With a general election coming up, Sir Ed said he had not considered stepping down as Liberal Democrat leader.
“When I go out there campaigning, we’re finding incredible results in seats that only we can beat the Conservatives in,” he said. “The party is very keen for us to fight this election really hard under my leadership.”
Between 1999 and 2015, the Post Office prosecuted hundreds of sub-postmasters and mistresses after faults with the Horizon accounting system made it look like money was missing.
As postal affairs minister between May 2010 and February 2012, Sir Ed oversaw the Post Office, which is wholly owned by the government but maintains an arm’s length relationship when it comes to day-to-day operations.
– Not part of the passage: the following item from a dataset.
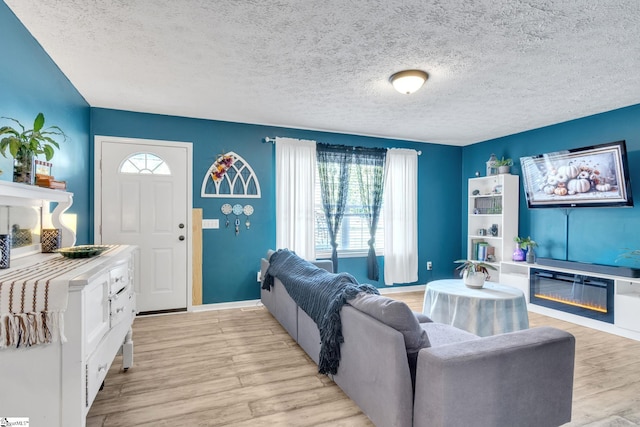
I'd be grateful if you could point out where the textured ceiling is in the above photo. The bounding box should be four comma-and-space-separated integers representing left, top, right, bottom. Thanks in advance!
4, 0, 640, 145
Former sub-postmaster Mr Bates, who set up the Justice for Subpostmasters Alliance, to campaign for wrongful convictions to be overturned, wanted to discuss Horizon, which at the time the Post Office maintained was not faulty.
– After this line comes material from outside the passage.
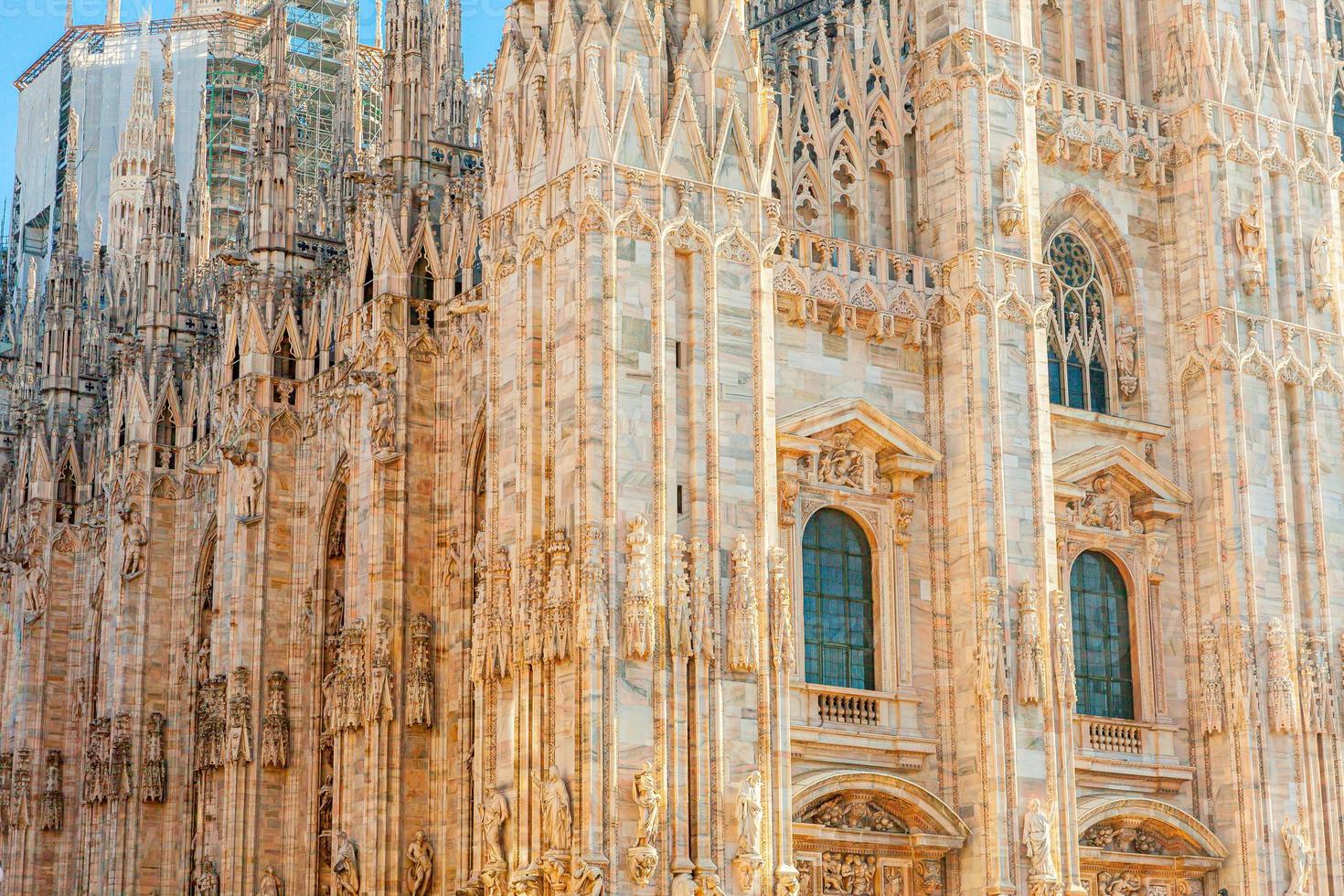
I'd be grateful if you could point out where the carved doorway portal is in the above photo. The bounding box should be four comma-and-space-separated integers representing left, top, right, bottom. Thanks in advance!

His initial request for a meeting in May 2010 was rejected, but Sir Ed did later meet him in October that year.
‘Avoid any commitment’
A note for him drawn up by officials at the business department ahead of the October meeting said journalists had been looking into the story, and the meeting was recommended “against the background of potential publicity”.
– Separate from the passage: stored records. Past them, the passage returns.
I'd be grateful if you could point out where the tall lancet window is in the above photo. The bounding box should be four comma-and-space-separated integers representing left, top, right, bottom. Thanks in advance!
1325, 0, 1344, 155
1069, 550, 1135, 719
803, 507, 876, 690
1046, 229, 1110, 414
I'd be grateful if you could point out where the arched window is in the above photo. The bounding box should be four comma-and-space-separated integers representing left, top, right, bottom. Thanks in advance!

In the note, released to the BBC under Freedom of Information laws, the civil servants advised Sir Ed to “continue to express full confidence in the integrity and robustness of the Horizon system”.
It also gave him a list of potential “elephant traps” for the discussion, which included advice to “avoid any commitment to adopting any of” the objectives put forward by Mr Bates’s campaign group.
He was advised to “avoid committing to set up an independent/external review of Horizon,” with the note adding any such review would be “expensive” and “time-consuming”.
The note advised establishing at a “very early stage” in the meeting whether Mr Bates was considering legal action against the Post Office, so that Sir Ed could adopt an approach of avoiding commenting on impending legal matters.
Writing in the Guardian newspaper last week, Sir Ed said officials had advised him not to meet Mr Bates when he first became a postal affairs minister in May 2010, because the Post Office was owned “but not run” by the government.
“He wrote again urging me to reconsider, and I did then meet him in October,” he added.
The note obtained by the BBC says Mr Bates’s first request for a meeting was rejected “on the grounds that the issues raised were operational and contractual matters for” the Post Office.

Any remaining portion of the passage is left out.